How do you think family entertainment in general in 2018 kind of compares to what it was like back in the day? Especially considering all the new mediums out there now.
I mean the whole platform is changing so rapidly. We're in this moment where we're all trying to understand how we can have technology be a positive force in our life. It's not going away. But I think we're also -- there is a kind of concern especially for parents about how much time their kids are on their electronics, and what kind of content they're looking at, how do you curate that content properly. In the '80s, there were latchkey kids and you were sort of a lot more on your own. But there were also in some ways, the access you had to things was a lot smaller. The question now is how do you curate things in such a way that they can be really a positive impact, and then simultaneously not hover so much that you know kids don't feel like they have any agency. It's this very weird moment where there's like ultimate freedom and then but you're curating it so you're clamping down on it.

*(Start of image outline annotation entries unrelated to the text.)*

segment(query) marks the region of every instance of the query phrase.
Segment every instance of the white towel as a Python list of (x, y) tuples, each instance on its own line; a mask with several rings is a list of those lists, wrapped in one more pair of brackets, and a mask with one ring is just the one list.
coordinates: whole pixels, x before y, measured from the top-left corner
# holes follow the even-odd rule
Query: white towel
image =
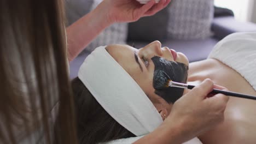
[(232, 68), (256, 91), (255, 32), (229, 35), (216, 45), (208, 58)]

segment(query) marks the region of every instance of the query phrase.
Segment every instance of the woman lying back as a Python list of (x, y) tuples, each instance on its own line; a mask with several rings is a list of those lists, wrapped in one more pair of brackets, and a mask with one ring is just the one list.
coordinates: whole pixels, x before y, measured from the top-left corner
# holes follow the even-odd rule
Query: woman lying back
[[(106, 47), (106, 50), (132, 77), (153, 104), (153, 108), (160, 115), (158, 116), (156, 114), (155, 118), (148, 121), (156, 122), (155, 125), (159, 125), (161, 120), (165, 120), (175, 110), (173, 107), (173, 104), (190, 91), (184, 91), (177, 88), (163, 88), (162, 85), (167, 79), (183, 83), (187, 82), (188, 80), (188, 82), (197, 85), (210, 78), (216, 84), (226, 87), (230, 91), (256, 95), (256, 77), (253, 73), (256, 68), (255, 39), (256, 34), (253, 33), (229, 35), (216, 45), (209, 58), (190, 64), (189, 69), (187, 58), (183, 54), (170, 50), (166, 47), (161, 47), (161, 43), (158, 41), (139, 50), (120, 45), (109, 45)], [(91, 54), (92, 56), (94, 52)], [(123, 117), (121, 113), (117, 114), (114, 111), (106, 109), (106, 106), (101, 103), (99, 98), (96, 96), (95, 99), (95, 96), (91, 94), (94, 92), (91, 87), (91, 87), (86, 82), (88, 80), (83, 77), (84, 68), (79, 70), (79, 78), (75, 79), (72, 82), (76, 99), (78, 134), (80, 142), (97, 143), (140, 135), (135, 134), (137, 132), (130, 131), (131, 130), (127, 130), (127, 127), (124, 126), (123, 123), (120, 123), (118, 119)], [(105, 73), (104, 70), (107, 68), (106, 66), (102, 68), (101, 70), (94, 73), (100, 73), (100, 75), (105, 75), (107, 77), (108, 75), (111, 74)], [(98, 69), (100, 69), (100, 67)], [(94, 78), (98, 80), (97, 77)], [(113, 80), (117, 80), (121, 81), (123, 80), (121, 78)], [(116, 89), (116, 86), (112, 87), (111, 81), (109, 79), (109, 91), (116, 92), (122, 95), (126, 94)], [(94, 87), (97, 88), (98, 85), (102, 84), (100, 81)], [(125, 86), (125, 83), (121, 86)], [(130, 87), (130, 85), (127, 86), (126, 89), (129, 91), (136, 91)], [(219, 86), (217, 88), (224, 88)], [(214, 98), (214, 97), (211, 98)], [(113, 99), (110, 96), (108, 98), (110, 100)], [(193, 104), (193, 103), (189, 104)], [(255, 143), (256, 140), (254, 135), (256, 133), (254, 131), (256, 122), (253, 120), (256, 115), (253, 110), (256, 108), (255, 105), (256, 101), (252, 100), (230, 98), (225, 112), (224, 122), (206, 133), (199, 133), (195, 136), (197, 136), (203, 143)], [(141, 109), (137, 110), (147, 111), (143, 109), (144, 107)], [(148, 111), (154, 111), (154, 109), (149, 109)], [(184, 107), (183, 110), (185, 113), (191, 110)], [(129, 112), (129, 110), (123, 111), (123, 113)], [(160, 116), (160, 120), (159, 119)], [(153, 119), (154, 118), (155, 119)], [(133, 126), (131, 125), (130, 127)], [(153, 127), (154, 128), (155, 127), (157, 126)], [(142, 133), (141, 134), (146, 134)]]

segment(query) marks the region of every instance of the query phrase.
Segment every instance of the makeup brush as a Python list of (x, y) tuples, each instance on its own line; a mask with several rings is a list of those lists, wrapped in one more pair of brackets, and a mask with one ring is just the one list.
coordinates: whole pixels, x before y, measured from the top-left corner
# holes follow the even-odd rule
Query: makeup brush
[[(187, 88), (187, 89), (191, 89), (195, 87), (195, 86), (177, 82), (173, 81), (172, 80), (168, 80), (167, 82), (166, 83), (166, 85), (165, 86), (165, 87), (179, 87), (179, 88), (186, 88), (186, 89)], [(216, 89), (216, 88), (213, 88), (213, 90), (212, 91), (212, 93), (222, 93), (222, 94), (223, 94), (228, 96), (256, 100), (255, 96), (246, 95), (246, 94), (235, 93), (235, 92), (227, 92), (227, 91), (222, 91), (222, 90)]]

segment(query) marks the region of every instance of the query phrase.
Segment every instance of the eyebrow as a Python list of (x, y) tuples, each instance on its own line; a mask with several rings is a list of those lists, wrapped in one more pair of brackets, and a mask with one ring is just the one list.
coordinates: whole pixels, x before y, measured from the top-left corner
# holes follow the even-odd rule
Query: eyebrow
[(133, 53), (134, 53), (134, 57), (135, 58), (135, 61), (136, 61), (136, 63), (139, 65), (139, 68), (141, 69), (141, 71), (143, 71), (142, 67), (141, 67), (141, 65), (138, 61), (138, 54), (137, 54), (137, 52), (136, 51), (134, 51)]

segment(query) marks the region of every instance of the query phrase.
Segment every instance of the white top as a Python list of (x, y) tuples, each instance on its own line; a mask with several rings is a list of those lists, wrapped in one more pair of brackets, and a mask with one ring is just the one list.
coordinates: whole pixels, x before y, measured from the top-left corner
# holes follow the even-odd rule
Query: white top
[(256, 32), (228, 35), (216, 45), (208, 58), (236, 70), (256, 91)]

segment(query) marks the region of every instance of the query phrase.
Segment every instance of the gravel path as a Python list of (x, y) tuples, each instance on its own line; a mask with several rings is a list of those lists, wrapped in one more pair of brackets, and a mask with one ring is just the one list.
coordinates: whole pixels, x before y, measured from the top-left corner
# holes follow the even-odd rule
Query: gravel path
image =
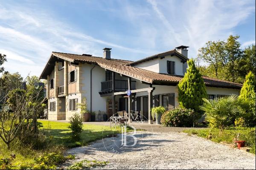
[[(137, 144), (120, 147), (121, 135), (69, 150), (76, 159), (108, 161), (104, 169), (255, 169), (255, 155), (183, 133), (139, 132)], [(128, 138), (127, 145), (134, 140)], [(119, 147), (120, 148), (119, 148)]]

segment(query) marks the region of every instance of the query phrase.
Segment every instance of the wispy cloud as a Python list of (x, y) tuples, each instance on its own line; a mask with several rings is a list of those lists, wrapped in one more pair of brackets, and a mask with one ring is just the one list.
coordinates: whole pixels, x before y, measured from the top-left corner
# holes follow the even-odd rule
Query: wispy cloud
[[(207, 41), (236, 34), (234, 28), (255, 10), (255, 2), (250, 0), (84, 3), (92, 12), (95, 10), (97, 14), (111, 15), (109, 19), (114, 16), (112, 25), (87, 31), (86, 26), (62, 19), (67, 15), (58, 17), (59, 11), (1, 1), (0, 52), (4, 51), (9, 57), (6, 69), (22, 72), (23, 76), (30, 71), (39, 75), (52, 51), (100, 56), (102, 46), (113, 48), (113, 55), (117, 58), (137, 60), (187, 45), (189, 57), (195, 57)], [(79, 18), (83, 22), (83, 18)], [(88, 24), (94, 24), (90, 21)], [(105, 34), (101, 38), (98, 33), (102, 32)], [(242, 46), (250, 44), (251, 40)]]
[(255, 44), (255, 40), (248, 41), (244, 42), (241, 45), (241, 47), (242, 48), (248, 47), (248, 46), (251, 45), (252, 44)]

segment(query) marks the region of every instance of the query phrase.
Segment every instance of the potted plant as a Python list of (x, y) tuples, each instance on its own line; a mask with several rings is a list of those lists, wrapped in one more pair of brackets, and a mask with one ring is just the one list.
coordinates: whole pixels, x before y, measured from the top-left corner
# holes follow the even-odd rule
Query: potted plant
[(91, 113), (91, 122), (95, 121), (95, 112)]
[(157, 124), (161, 124), (161, 117), (163, 113), (166, 110), (164, 108), (163, 106), (158, 106), (153, 108), (151, 110), (151, 115), (153, 120), (155, 120), (155, 117), (156, 118), (156, 122)]
[(90, 114), (87, 110), (87, 102), (84, 99), (81, 103), (78, 103), (77, 107), (81, 109), (81, 113), (84, 122), (89, 122), (90, 118)]

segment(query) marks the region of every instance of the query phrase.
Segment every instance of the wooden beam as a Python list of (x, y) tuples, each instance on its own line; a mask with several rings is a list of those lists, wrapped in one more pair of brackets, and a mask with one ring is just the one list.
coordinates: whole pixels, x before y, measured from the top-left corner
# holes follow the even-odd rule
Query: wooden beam
[[(151, 91), (154, 90), (155, 88), (141, 88), (140, 89), (136, 89), (136, 90), (132, 90), (131, 91), (131, 93), (138, 93), (138, 92), (142, 92), (143, 91)], [(127, 91), (120, 91), (119, 92), (115, 92), (114, 93), (115, 95), (121, 95), (122, 94), (125, 94), (127, 93)]]
[[(131, 91), (131, 77), (128, 78), (128, 90)], [(132, 105), (131, 105), (131, 98), (132, 98), (131, 94), (129, 96), (129, 98), (128, 98), (128, 118), (129, 122), (132, 122), (132, 120), (131, 118), (131, 109)]]
[(112, 115), (116, 114), (116, 96), (115, 96), (115, 92), (116, 91), (116, 72), (112, 71)]

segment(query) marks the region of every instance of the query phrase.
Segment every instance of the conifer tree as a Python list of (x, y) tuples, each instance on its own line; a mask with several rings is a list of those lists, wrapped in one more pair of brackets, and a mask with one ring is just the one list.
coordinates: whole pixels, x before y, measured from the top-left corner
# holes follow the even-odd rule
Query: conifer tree
[(199, 106), (203, 103), (202, 99), (207, 96), (206, 88), (194, 60), (189, 60), (187, 63), (187, 72), (178, 85), (179, 102), (180, 107), (193, 109), (198, 113)]
[(239, 98), (244, 99), (250, 99), (253, 93), (255, 93), (255, 76), (250, 71), (245, 76), (245, 81), (241, 89)]

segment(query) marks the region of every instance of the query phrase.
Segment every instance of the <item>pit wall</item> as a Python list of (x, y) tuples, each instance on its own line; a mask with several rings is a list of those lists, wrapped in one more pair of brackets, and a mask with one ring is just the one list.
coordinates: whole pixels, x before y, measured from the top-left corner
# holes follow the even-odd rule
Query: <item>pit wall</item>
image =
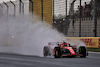
[(66, 37), (67, 40), (79, 39), (83, 41), (87, 48), (100, 48), (100, 37)]

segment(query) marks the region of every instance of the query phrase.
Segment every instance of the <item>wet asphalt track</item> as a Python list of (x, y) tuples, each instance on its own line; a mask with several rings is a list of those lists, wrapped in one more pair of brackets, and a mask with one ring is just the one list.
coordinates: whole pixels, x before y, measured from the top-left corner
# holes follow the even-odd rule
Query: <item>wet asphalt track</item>
[(0, 54), (0, 67), (100, 67), (100, 54), (90, 53), (87, 58), (51, 58)]

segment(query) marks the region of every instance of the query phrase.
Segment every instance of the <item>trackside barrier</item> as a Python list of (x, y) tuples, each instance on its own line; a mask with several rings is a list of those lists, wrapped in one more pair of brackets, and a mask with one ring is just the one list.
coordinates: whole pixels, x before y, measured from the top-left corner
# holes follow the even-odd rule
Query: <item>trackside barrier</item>
[(87, 48), (100, 48), (100, 37), (66, 37), (67, 40), (81, 40)]

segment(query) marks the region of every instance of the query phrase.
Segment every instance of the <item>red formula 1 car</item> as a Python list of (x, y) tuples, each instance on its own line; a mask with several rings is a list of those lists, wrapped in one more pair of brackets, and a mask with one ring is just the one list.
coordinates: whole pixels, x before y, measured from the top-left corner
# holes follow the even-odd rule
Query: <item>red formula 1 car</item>
[(80, 46), (77, 49), (75, 46), (71, 46), (69, 43), (66, 42), (62, 43), (51, 42), (48, 43), (48, 46), (44, 46), (43, 54), (44, 56), (53, 55), (55, 58), (60, 58), (64, 56), (86, 57), (88, 55), (88, 52), (86, 51), (85, 46)]

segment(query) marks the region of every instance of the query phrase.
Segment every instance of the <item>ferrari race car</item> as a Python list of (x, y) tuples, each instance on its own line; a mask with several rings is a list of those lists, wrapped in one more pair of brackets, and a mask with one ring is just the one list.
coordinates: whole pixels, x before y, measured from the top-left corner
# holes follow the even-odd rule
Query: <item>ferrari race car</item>
[(55, 58), (65, 56), (80, 56), (85, 58), (88, 55), (88, 52), (86, 51), (85, 46), (80, 46), (79, 48), (76, 48), (75, 46), (71, 46), (69, 43), (66, 42), (50, 42), (48, 43), (48, 46), (44, 46), (43, 55), (53, 55)]

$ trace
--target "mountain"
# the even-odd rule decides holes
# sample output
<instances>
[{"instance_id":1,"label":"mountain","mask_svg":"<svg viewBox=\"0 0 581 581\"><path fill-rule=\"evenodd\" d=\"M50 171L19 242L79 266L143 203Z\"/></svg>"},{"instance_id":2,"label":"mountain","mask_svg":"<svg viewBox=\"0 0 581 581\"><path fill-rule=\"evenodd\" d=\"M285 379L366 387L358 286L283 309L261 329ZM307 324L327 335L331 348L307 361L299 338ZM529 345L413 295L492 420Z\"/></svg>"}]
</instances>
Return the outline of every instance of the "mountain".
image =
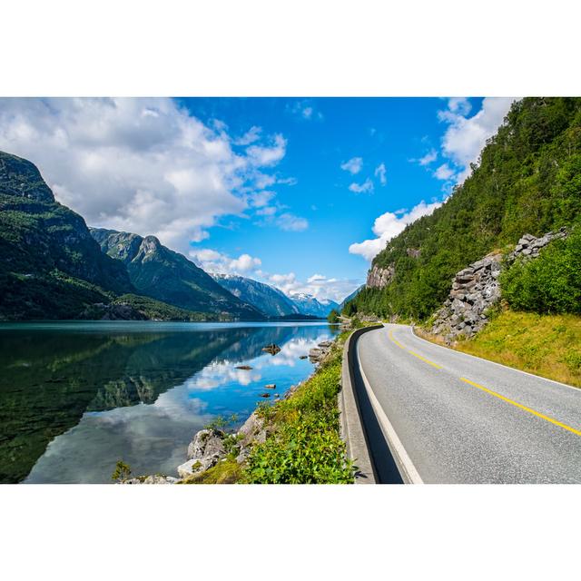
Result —
<instances>
[{"instance_id":1,"label":"mountain","mask_svg":"<svg viewBox=\"0 0 581 581\"><path fill-rule=\"evenodd\" d=\"M299 308L281 290L235 274L212 274L212 278L241 300L252 305L268 317L299 314Z\"/></svg>"},{"instance_id":2,"label":"mountain","mask_svg":"<svg viewBox=\"0 0 581 581\"><path fill-rule=\"evenodd\" d=\"M522 99L464 183L375 257L366 288L350 304L381 317L426 320L470 263L525 233L580 222L581 98Z\"/></svg>"},{"instance_id":3,"label":"mountain","mask_svg":"<svg viewBox=\"0 0 581 581\"><path fill-rule=\"evenodd\" d=\"M263 319L251 305L218 284L182 254L163 246L155 236L92 228L103 252L123 264L137 291L189 310Z\"/></svg>"},{"instance_id":4,"label":"mountain","mask_svg":"<svg viewBox=\"0 0 581 581\"><path fill-rule=\"evenodd\" d=\"M0 320L76 318L134 292L84 220L58 203L36 166L0 152Z\"/></svg>"},{"instance_id":5,"label":"mountain","mask_svg":"<svg viewBox=\"0 0 581 581\"><path fill-rule=\"evenodd\" d=\"M333 309L339 307L334 300L325 299L320 301L312 295L304 292L291 294L290 298L297 306L300 314L320 317L320 319L327 319L327 315Z\"/></svg>"},{"instance_id":6,"label":"mountain","mask_svg":"<svg viewBox=\"0 0 581 581\"><path fill-rule=\"evenodd\" d=\"M352 300L353 299L355 299L355 297L357 297L357 295L361 292L361 290L365 289L365 285L362 284L360 287L358 287L357 289L355 289L355 290L353 290L353 292L351 292L351 294L350 294L348 297L345 297L345 299L343 299L340 303L339 304L339 312L341 312L341 310L343 310L343 307L345 307L345 305L350 301Z\"/></svg>"}]
</instances>

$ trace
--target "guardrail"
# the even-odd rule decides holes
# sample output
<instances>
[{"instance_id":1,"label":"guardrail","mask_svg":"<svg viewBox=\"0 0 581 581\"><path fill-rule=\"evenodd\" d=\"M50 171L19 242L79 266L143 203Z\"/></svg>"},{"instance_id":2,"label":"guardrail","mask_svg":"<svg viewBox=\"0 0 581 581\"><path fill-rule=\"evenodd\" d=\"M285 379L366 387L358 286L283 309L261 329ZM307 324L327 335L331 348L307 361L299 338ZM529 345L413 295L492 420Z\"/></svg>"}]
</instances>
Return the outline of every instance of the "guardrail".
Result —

I also feel like stories sometimes get scrubbed to the point where kids are watching things that are sort of really surface. Whereas like "The NeverEnding Story" had a dark side to it and it had some scary content to it. I'm just really curious about how we can find balance for this next generation, where things aren't either so scary that they're inappropriate or so scrubbed into generic-ness that there's really no risk. What I'd love to bring back from the '80s is stories that have peaks and valleys and depths and also a creative platform -- like Paper Canoe -- that if your kid goes there, everything's gonna be just fine.